We shall show that no triangle $T_i$ is covered by the other $99$ triangles.

Consider a fixed index $i$. The points $B_i$ and $C_i$ lie on rays issuing from $O$ at angles differing from the direction of $OA_i$ by at most $\delta$. Since $T_i$ is the convex hull of $A_i,B_i,C_i$, every point of $T_i$ lies in the closed angular sector bounded by those two rays.
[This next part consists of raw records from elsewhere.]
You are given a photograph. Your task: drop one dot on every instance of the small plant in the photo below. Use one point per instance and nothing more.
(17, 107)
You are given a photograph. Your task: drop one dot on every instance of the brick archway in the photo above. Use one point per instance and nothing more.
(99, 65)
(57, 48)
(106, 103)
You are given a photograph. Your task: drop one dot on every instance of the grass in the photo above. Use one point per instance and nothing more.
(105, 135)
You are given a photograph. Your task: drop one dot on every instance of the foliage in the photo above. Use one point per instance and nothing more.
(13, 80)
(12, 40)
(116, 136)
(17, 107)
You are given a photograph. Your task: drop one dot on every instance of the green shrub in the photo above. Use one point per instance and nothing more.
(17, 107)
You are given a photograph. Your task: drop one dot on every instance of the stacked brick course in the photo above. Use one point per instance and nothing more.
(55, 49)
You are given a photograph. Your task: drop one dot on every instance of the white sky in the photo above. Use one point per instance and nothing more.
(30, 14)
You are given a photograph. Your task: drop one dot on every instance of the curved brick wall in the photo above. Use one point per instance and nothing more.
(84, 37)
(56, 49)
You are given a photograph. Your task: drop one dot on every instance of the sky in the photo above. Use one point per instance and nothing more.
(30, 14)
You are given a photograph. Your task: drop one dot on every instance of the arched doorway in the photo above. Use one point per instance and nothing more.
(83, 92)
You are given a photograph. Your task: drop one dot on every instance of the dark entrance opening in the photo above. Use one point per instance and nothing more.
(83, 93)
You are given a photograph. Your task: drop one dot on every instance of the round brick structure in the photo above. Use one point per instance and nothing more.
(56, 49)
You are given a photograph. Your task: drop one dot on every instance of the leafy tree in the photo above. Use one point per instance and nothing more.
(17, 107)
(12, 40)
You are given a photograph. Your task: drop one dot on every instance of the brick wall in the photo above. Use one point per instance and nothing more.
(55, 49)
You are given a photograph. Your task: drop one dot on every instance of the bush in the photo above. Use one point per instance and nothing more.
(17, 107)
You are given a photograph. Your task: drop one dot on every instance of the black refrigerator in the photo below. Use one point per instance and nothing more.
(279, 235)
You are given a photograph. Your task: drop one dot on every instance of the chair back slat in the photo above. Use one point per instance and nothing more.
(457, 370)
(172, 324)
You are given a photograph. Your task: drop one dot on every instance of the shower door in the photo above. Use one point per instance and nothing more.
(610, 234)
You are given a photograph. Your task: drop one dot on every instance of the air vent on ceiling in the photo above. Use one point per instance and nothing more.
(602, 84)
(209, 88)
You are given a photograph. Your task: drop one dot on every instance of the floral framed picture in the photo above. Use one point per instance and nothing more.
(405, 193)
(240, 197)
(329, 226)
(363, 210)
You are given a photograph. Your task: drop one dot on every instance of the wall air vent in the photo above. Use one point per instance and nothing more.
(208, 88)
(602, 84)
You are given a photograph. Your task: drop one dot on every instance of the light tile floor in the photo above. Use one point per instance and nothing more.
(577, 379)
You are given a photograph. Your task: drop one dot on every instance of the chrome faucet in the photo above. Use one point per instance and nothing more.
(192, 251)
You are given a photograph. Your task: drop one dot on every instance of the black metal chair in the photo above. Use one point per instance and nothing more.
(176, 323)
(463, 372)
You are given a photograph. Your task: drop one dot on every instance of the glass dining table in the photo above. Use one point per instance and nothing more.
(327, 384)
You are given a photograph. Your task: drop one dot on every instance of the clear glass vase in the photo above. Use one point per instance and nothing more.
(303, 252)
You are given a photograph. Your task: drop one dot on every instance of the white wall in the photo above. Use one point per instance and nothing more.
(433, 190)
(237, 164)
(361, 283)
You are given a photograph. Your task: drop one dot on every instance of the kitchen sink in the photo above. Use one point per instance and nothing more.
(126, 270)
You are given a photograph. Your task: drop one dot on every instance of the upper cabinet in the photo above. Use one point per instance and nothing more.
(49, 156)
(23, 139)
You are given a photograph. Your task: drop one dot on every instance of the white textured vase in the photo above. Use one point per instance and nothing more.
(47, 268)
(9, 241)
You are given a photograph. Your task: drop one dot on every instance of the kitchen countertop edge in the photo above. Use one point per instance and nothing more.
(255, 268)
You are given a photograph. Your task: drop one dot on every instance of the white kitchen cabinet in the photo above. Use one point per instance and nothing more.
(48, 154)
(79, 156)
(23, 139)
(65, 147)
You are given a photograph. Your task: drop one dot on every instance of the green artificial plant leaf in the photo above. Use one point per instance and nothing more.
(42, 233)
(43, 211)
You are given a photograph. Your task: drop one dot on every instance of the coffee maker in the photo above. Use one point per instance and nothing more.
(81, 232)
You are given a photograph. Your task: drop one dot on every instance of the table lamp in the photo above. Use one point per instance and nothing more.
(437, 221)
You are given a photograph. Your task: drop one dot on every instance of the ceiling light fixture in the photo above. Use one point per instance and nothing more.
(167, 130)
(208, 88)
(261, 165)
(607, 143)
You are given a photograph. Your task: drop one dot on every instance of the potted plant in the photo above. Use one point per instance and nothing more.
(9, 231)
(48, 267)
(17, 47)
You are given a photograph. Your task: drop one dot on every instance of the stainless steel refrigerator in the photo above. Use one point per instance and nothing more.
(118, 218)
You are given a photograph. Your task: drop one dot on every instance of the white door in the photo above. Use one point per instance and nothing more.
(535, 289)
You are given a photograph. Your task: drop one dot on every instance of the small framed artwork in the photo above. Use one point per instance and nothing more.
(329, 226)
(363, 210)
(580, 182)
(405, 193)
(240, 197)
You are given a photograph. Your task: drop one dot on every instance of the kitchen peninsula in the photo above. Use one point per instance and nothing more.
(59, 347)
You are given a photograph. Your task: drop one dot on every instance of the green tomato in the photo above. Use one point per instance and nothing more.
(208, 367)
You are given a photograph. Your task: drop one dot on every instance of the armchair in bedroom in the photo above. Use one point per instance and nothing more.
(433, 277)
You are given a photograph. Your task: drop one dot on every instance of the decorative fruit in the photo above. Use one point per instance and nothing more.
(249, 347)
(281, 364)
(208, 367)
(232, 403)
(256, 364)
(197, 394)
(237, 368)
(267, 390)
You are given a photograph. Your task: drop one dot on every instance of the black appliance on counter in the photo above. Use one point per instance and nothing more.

Hence every point of $T_i$ has direction from $O$ lying between the directions of $OB_i$ and $OC_i$.

The angular width of this sector equals

$$2\delta=\frac{\pi}{150}.$$

The angle between two consecutive rays $OA_k$ equals

$$\frac{2\pi}{100}=\frac{\pi}{50}.$$

Since

$$\frac{\pi}{150}<\frac{\pi}{100},$$

the sector associated with $T_j$ does not contain the direction of any ray $OA_i$ with $i\neq j$. Consequently the point $A_i$ cannot belong to $T_j$ whenever $j\neq i$.

On the other hand, $A_i$ is a vertex of $T_i$, so $A_i\in T_i$.

Therefore

$$A_i\notin \bigcup_{j\ne i} T_j .$$

Thus each triangle $T_i$ contains a point, namely $A_i$, that is not contained in any of the other $99$ triangles. Hence no triangle $T_i$ is contained in the union of the remaining triangles.

We have constructed $100$ triangles for which none can be completely covered by the other $99$. The proposed statement is therefore false.

This completes the proof.

∎

Verification of Key Steps

The first delicate point is the assertion that every triangle $T_i$ lies inside its angular sector. A triangle is the convex hull of its three vertices. All three vertices lie in the closed sector bounded by the rays through $B_i$ and $C_i$. Every convex combination of points in a convex set remains in that set, and a sector is convex. Hence the whole triangle lies in the sector.

The second delicate point is the exclusion of $A_i$ from every other triangle. The direction of $OA_i$ differs from the direction of $OA_j$ by at least

$$\frac{2\pi}{100}=\frac{\pi}{50}.$$

Each triangle $T_j$ is confined to a sector of half-width

$$\delta=\frac{\pi}{300}.$$

Since

$$\frac{\pi}{50}>2\delta=\frac{\pi}{150},$$

the direction of $OA_i$ lies outside the entire sector containing $T_j$. Thus $A_i\notin T_j$.

A careless argument might say merely that the triangles are “thin” and point in different directions. Such wording does not prove that a vertex of one triangle cannot enter another. The comparison of the sector width $\pi/150$ with the directional separation $\pi/50$ is the exact quantitative fact needed.

Alternative Approaches

Instead of arranging the triangles around a circle, one may choose $100$ distinct directions from a common point and construct extremely long, narrow isosceles triangles whose apices are at that common point. Each triangle is concentrated in a tiny angular sector. If the sectors are pairwise disjoint except for the common apex, then a point near the far end of each triangle belongs to no other triangle. This again yields a counterexample.

The circular construction is preferable because the separation of directions is explicit and symmetric. The proof reduces to a simple comparison between the angular spacing of the rays and the angular width of the triangles.